I don't agree that this situation was 3 years ago. I'm still facing it today even with frameworks like jQuery and as I wrote there are others who face the same issue like yesterday customer. Finding good client side web developers who master javascript is hard even today.  

About ASP.Net, We think alike. It imposes a very low entrance barrier which can mislead developers to think that HTTP pipeline and the web stateless behavior doesn't exists.  

# January 20, 2011 8:21 AM

Gil Fink said:

@Meir,

I'm not being hard on candidates but as I wrote I expect that a web developer will know the basics. Do you really expect me to hire for a position of senior client web developer a person who doesn't know what is addEventListener method (or attachEvent if we are talking about IE versions below version 9)or what is the Document Object Model?

# January 20, 2011 8:30 AM

Gil Fink said:

@Adi Inbar,

You know me well to understand that I don't expect the sky.

About dividing the expertises to server side and client side teams, this is a privilege of big organizations and companies. In small companies, such as yesterday customer, you are expected to be more multi-disciplinary.  

# January 20, 2011 8:39 AM

Ran Wahle said:

From your comments I get that "Sky" is a relative term :)

An Asp.Net developer has to be a WEB developer first.
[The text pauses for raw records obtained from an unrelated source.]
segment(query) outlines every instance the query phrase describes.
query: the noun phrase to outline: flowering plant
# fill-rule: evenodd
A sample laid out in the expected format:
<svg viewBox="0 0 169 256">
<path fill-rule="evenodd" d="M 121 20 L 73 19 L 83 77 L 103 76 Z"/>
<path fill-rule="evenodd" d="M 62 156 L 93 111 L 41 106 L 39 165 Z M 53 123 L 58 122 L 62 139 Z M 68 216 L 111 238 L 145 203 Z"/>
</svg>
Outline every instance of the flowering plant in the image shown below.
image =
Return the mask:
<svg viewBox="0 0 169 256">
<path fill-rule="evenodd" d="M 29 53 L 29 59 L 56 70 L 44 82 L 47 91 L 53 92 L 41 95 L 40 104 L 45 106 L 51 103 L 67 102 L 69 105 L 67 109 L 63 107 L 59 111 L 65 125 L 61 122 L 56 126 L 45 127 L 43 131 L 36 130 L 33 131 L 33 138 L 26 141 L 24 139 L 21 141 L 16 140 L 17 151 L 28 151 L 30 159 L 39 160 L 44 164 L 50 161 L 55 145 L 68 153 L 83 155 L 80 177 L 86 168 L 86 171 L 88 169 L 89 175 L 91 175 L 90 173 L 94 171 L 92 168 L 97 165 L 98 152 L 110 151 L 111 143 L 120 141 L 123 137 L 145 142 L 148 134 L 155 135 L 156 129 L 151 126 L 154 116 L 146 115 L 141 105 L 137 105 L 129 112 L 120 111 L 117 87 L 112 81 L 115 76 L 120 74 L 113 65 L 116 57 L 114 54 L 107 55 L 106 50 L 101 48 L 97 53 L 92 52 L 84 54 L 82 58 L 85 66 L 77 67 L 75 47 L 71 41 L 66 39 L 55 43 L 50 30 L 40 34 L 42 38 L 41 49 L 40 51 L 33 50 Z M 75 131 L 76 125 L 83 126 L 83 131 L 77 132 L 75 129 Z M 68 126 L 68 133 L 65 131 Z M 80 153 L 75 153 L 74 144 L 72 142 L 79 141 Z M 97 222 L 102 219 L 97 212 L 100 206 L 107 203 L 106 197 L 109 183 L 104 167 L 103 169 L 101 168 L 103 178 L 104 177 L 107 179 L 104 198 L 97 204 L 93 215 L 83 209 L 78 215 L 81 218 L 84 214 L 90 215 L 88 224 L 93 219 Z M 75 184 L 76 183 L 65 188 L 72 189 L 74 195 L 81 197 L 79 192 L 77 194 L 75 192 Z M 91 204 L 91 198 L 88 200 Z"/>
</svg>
That means that

he\she has to give up treating Web-Forms as WinForms, master javascript,

W3C standards etc.

Although JQuery has made things a lot easier however there's still a lot of legacies out there... Moreover, developers who have "treats Web-Forms as WinForms" are not likely to learn JQuery, this is an attitude issue first.

# January 20, 2011 11:39 AM

adi inbar said:

sorry for the misunderstood.the basics i more than agree with u. and the fields u mention are truely basics. u were my master for long time and i learn from u a lot . but become a master, i dont think any developer ,which is not a client side developer per exalance, can be. master for me is taking a field and devide it to parts and learn every aspect of it and only than u achieve your goal.

# January 20, 2011 2:32 PM

Moshe Kaplan said:

Hi Gil,

I think that your basic mistake is the role description. If you are looking for a client developer (HTML, Javascript and even PSD), you should not look for a C# developer. C# developer is rarely a web client developer.

Keep Performing,

Moshe Kaplan

# January 22, 2011 11:07 PM

Gil Fink said:

@Moshe,

I disagree with your assumption that the role description isn't well formed. Since the customer is working in ASP.Net environment he might expect that the developer he is looking for will also know ASP.Net. I agree that if you look for client developer the server side (C#, ASP.Net etc) shouldn't be the main factor for disqualifying candidates. The interview itself will focus on client technologies and not server.